Book Review: Window on the World, by Daphne Spraggett
One of the more worn-out books in our family library is Window on the World. For the past two years, we have read a few pages on Monday mornings to help our four young children (ages 3-9) and ourselves! It helps us think and pray less provincially and more globally.
This book must be the result of a massive labour of love, compiling as it does information from missionaries around the world. It is packed with perks such as,
- colourful pictures of over 100 of the most unreached peoples of the world,
- fascinating facts and helpful summaries of a country or region’s history,
- and lots of details about how to pray for these lost nations, for persecuted believers, and for the cause of the gospel in that location.
And all this is usually framed around a simple story of an imaginary child-evangelist sharing Christ with another child of that respective people group. What a great tool for raising up future missionaries in our homes!

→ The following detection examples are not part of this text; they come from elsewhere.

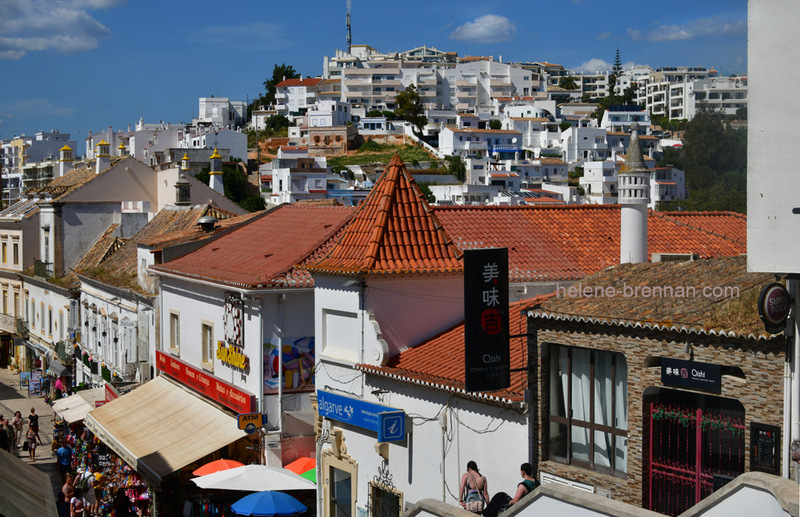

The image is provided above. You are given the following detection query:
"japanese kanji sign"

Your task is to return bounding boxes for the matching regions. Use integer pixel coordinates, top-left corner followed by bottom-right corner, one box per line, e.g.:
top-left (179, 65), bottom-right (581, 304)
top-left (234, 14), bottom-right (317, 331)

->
top-left (464, 248), bottom-right (510, 391)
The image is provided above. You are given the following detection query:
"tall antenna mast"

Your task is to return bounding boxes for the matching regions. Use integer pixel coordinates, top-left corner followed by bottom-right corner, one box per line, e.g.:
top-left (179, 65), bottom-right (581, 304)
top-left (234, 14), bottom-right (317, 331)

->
top-left (347, 0), bottom-right (353, 54)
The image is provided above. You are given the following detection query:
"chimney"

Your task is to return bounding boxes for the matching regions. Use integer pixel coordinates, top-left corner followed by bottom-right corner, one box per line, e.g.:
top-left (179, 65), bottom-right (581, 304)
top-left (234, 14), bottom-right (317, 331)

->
top-left (175, 172), bottom-right (192, 206)
top-left (617, 122), bottom-right (650, 264)
top-left (94, 140), bottom-right (111, 174)
top-left (58, 145), bottom-right (72, 177)
top-left (208, 147), bottom-right (225, 196)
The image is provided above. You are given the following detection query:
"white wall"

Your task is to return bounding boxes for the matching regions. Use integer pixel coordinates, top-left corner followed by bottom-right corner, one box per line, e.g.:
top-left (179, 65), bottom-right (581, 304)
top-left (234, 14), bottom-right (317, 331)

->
top-left (747, 0), bottom-right (800, 273)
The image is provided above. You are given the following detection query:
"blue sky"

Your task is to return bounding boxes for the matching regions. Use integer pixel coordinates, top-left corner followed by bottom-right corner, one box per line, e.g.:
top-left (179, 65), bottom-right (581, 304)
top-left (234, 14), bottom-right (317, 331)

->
top-left (0, 0), bottom-right (747, 141)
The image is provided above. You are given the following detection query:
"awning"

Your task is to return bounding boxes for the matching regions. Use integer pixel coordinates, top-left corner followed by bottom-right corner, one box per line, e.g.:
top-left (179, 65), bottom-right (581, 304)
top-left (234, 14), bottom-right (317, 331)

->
top-left (53, 388), bottom-right (106, 424)
top-left (0, 449), bottom-right (58, 517)
top-left (84, 376), bottom-right (245, 487)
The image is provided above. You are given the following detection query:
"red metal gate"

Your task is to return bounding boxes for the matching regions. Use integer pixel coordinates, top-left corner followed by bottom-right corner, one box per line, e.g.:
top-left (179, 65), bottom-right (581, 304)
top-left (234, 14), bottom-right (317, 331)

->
top-left (649, 403), bottom-right (745, 515)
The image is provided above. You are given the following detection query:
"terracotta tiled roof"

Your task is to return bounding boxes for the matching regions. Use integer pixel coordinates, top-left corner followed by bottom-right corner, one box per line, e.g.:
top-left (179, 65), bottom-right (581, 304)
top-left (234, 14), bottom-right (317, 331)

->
top-left (308, 155), bottom-right (462, 275)
top-left (531, 256), bottom-right (775, 338)
top-left (275, 78), bottom-right (322, 88)
top-left (356, 296), bottom-right (549, 404)
top-left (75, 205), bottom-right (241, 290)
top-left (432, 205), bottom-right (747, 282)
top-left (652, 212), bottom-right (747, 244)
top-left (153, 204), bottom-right (355, 289)
top-left (25, 156), bottom-right (126, 201)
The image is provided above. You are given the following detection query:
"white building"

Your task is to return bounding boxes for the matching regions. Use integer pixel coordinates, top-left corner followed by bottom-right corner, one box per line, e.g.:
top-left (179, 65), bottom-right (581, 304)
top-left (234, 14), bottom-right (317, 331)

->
top-left (275, 76), bottom-right (322, 120)
top-left (195, 95), bottom-right (247, 129)
top-left (268, 146), bottom-right (328, 205)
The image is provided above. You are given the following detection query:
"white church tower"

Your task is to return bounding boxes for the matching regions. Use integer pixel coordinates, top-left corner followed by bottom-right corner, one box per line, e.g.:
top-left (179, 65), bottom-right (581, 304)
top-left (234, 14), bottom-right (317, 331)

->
top-left (208, 147), bottom-right (225, 196)
top-left (617, 122), bottom-right (650, 264)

Unintentionally, Window on the World is also a tool for training children and parents in discernment. This book unfortunately doesn’t escape some of the typical trends toward theological shallowness in missions today. So my wife and I will do a bit of „editing on our feet,” as we use its guidelines for prayer. For example, expect a few too many references to Jesus as our „special friend” rather than as Lord and King, and an overemphasis on the results of the gospel (internal peace) rather than the content of the gospel (forgiveness of sin).
Still, I know of no other tool that compares with Window on the World for teaching kids and parents to pray together with God’s heart for the nations.